RFTA excavator hits Comcast cables, service to be back online late this afternoon

Accidental damage to fiber optic cables caused a region-wide outage of most cellular and internet services on Monday morning, though crews are working to repair the damage. Some services are expected to be back online by 1 p.m. with full service back by 3:30-4:30 p.m.

At 7:47 a.m., a Roaring Fork Transportation Authority excavator severed two fiber optic cables (which included 24 and 72 smaller strands of fiber) at 27th Street and Grand Avenue in Glenwood Springs, according to Comcast director of external affairs Leslie Oliver. Comcast and its subsidiary Xfinity provide most telecommunications services in the region.

Work on an underpass project resulted in the mistakenly cut fiber.
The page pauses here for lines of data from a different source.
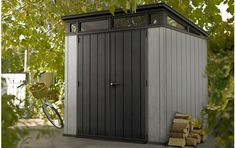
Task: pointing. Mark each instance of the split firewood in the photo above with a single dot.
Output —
(179, 130)
(178, 135)
(203, 138)
(195, 136)
(182, 116)
(176, 142)
(180, 125)
(191, 142)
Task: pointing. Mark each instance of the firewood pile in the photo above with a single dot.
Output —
(185, 132)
“As part of the 27th Street Pedestrian Underpass Project, the fiber was cut by our project contractor,” said RFTA communications manager Jamie Tatsuno in an email to The Times. “A utility locate was performed at the site by (U.S. Infrastructure Company), they did not correctly locate the fiber line, so the contracted team was unaware of the line’s existence. Crews are onsite and working to repair the line.”

“At this point – our crews are on site and they are beginning to splice the fiber.  Estimated time of repair is about 3-4 hours.  Customers were recently notified by text message about the outage if they are subscribed to receive the notifications.  They can also check their Xfinity account for updates and to sign up for outage notifications,” Oliver said in an email at 12:23 p.m.

Residential and commercial services from Glenwood Springs to Aspen are affected.

All cellular companies are affected because cell towers connect to the broader network backbone by fiber or copper wiring, which they own or lease from local providers. The local network provider is responsible for the restoration of damaged infrastructure, Oliver said.

The process to fix the damaged fiber involves digging it up and assessing the damage to the cables, then splicers will cut back the cable to good glass to prepare for splicing. A new section of fiber optic cable will be spliced into the existing fiber.